In the late 1930s, the museum hosted a wood sculpture exhibition organized by the Works Projects Administration. In 1938, the museum hosted an exhibition of pieces by sculptor Alexander Calder.

The museum installed air conditioning in 2011, through a grant given by the National Endowment for the Humanities. 2011 also marked the beginning of a decade-long preservation project, which was completed in 2021. The project won the museum the Preservation Massachusetts' Paul & Niki Tsongas Award, and put the museum in the running for a People's Preservation Choice honor.

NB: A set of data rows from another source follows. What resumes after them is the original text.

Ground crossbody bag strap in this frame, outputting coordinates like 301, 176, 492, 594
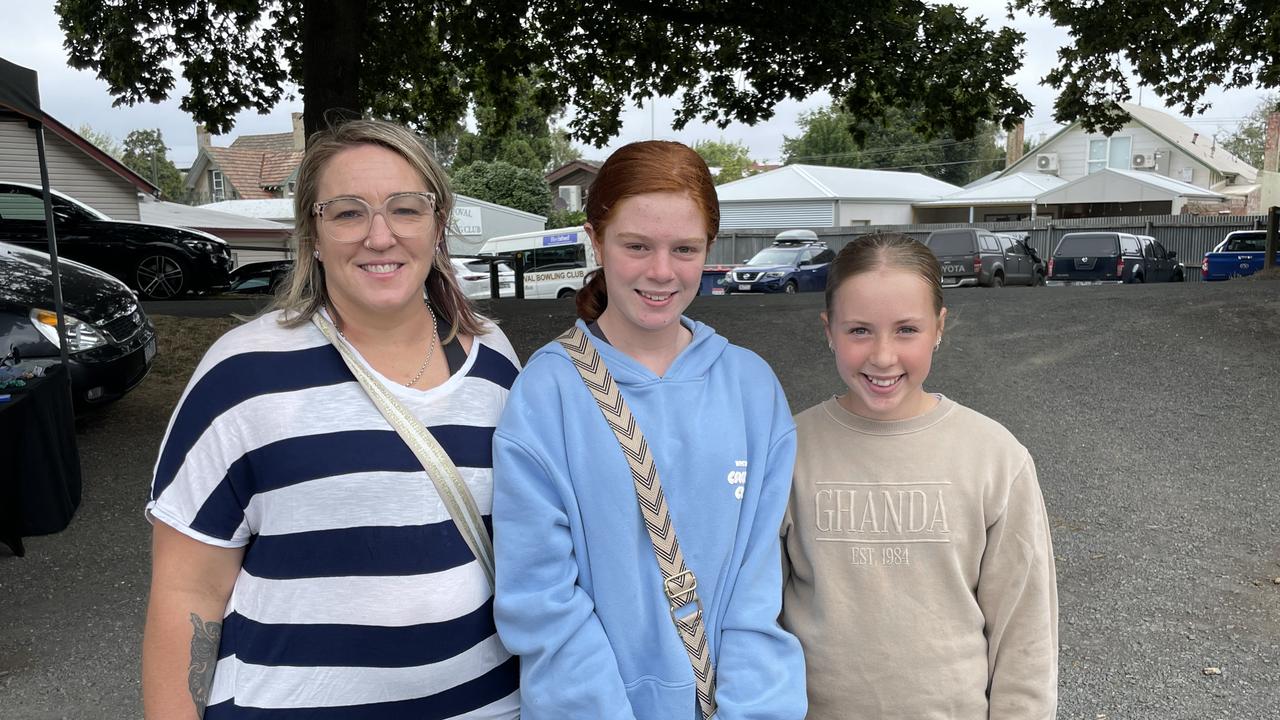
557, 325, 716, 720
311, 313, 494, 589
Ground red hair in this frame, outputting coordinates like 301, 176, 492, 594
575, 140, 719, 323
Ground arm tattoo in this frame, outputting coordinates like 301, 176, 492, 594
187, 612, 223, 717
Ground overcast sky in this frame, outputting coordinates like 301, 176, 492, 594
0, 0, 1265, 168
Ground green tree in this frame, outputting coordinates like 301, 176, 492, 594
1010, 0, 1280, 132
76, 123, 123, 160
56, 0, 1030, 146
782, 105, 1005, 184
694, 140, 751, 184
1217, 94, 1280, 169
120, 128, 187, 202
452, 160, 552, 215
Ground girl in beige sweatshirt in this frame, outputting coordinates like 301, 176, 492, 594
782, 234, 1057, 720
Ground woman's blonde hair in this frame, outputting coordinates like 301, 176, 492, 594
827, 232, 942, 313
269, 119, 484, 342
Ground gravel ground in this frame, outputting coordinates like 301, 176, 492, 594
0, 282, 1280, 720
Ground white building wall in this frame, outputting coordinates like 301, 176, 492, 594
0, 120, 138, 220
721, 200, 837, 231
1021, 123, 1222, 188
836, 200, 914, 227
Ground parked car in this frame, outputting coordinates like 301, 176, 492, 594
0, 237, 156, 399
0, 182, 232, 300
227, 260, 293, 295
228, 256, 516, 300
451, 256, 516, 300
1048, 231, 1184, 284
924, 228, 1044, 287
1133, 234, 1187, 283
722, 231, 836, 295
1201, 231, 1280, 281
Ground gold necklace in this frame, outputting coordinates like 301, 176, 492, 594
329, 300, 440, 387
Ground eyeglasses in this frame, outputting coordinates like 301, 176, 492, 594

In 2015, the museum hosted an exhibition of sculptures by artist Gloria Garfinkel.

In 2020, the museum auctioned off twelve of its collection items through Christie's, a move which was criticized by the South China Morning Post, which suggested the items had not been acquired ethically by Smith and should be returned to China rather than auctioned off.

== Exhibits ==
The Ancient Treasures Gallery displays objects from ancient Egypt, China, Greece and Rome. The gallery also presents Greek and Roman sculpture from the recently acquired Blake/Purnell Collection of antiquities, and ancient Chinese ceramics and bronzes from the Bidwell Collection. Greek pottery and glass from the George Walter Vincent Smith Collection complement the classical sculptures.

The Japanese Arms and Armor Gallery, in addition to holding Smith's extensive collection of East Asian armor, is the site of an ornate Shinto wheel shrine carved during the late 18th and early 19th centuries. Among other collections is a 150-piece holding of Chinese cloisonné work, one of the most extensive collections outside of China.

The museum is also home to the George Walter Vincent Smith Art Museum Archives, which primarily focus on Springfield history.